FAQ: To Clap or Not To Clap?
Last week’s blog featured a cartoon of an usher asking a couple before showing them to seats in the sanctuary, “Clapping or nonclapping?” This cartoon always gets a big laugh in my workshops because it strikes a chord with so many congregations who struggle with this frequently-asked-question. Well, here’s my two cents:
“To clap or not to clap?” is NOT the question. The question is “what is required in this moment as a response that is authentically bubbling up in us?”
For most North-American, Euro-American worshipers, the only “sanctioned” spontaneous response we’ve been taught is clapping. We didn’t learn, nor was it ok, to raise our hands or voices in “Amen!” and “Praise God!” when we felt a stirring within us based on a verbal, musical or other offering. So all we feel comfortable doing is clapping to express ourselves in praise and thanksgiving.
We also got caught up in a fairly unhelpful debate started a few decades ago about worship not being “performance.” OOooooo…. bad word! Well friends, this hasn’t done us any favors. We began to identify whether something was a performance or not based on whether or not we clapped. And clapping has consequently taken on oh-so-much-more weight than it needs to. Churches decided whether they were a “clapping” church or not. And if we decided we were, we clapped at everything, whether or not it seemed like a natural response.
Have you ever been in a worship setting where the choir finished a beautiful anthem on a hush and because this is a “clapping” church there was applause that just felt weird? Or have you ever been in a church were a rousing, spirit-filled moment ended and people had to desperately sit on their hands because “we don’t clap in church!” Also pretty weird.
So… as leaders, let’s model something different. If the energy is high and the spirit flowing, let’s model an exuberant clapping response because that is what is appropriate to let the spirit out of our bodies that has bubbled up naturally! If we know something is going to evoke a more meditative response, let’s offer the direction to the congregation before it starts to take a moment for silence afterward. Let’s begin to cultivate the idea that ALL responses are ok–and in fact diverse responses are required–if we as a Body are allowing ourselves to fully participate in the spiritual moment.

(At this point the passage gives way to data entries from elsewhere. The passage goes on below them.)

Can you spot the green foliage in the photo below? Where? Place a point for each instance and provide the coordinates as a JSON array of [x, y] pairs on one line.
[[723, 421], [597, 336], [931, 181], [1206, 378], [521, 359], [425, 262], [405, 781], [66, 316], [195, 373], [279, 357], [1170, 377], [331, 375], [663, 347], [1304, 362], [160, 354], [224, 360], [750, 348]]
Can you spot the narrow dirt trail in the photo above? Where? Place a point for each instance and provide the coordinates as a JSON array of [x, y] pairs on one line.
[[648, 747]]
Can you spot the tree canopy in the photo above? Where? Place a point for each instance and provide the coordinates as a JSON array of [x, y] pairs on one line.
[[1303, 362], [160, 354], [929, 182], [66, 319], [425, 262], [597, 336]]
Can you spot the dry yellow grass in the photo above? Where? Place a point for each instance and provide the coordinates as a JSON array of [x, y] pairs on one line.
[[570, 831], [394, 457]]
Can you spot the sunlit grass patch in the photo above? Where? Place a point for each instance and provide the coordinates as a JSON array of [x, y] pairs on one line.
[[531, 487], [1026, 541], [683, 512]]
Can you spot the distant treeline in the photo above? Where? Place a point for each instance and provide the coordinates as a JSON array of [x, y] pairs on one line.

The word “performance” is not bad in relationship to worship. It literally means to show forth a form… to embody an expression. Yes, of course, we do this in worship. We give form to our praise, to our prayer, to our proclamation in many, many ways. We practice and we offer our best efforts so that the Spirit might move through us to the whole Body in that moment. Clapping can be one culture’s way of saying “Amen!” to the Spirit. And taking a deep breath, rather than clapping, is sometimes the perfect way to say “Praise God.”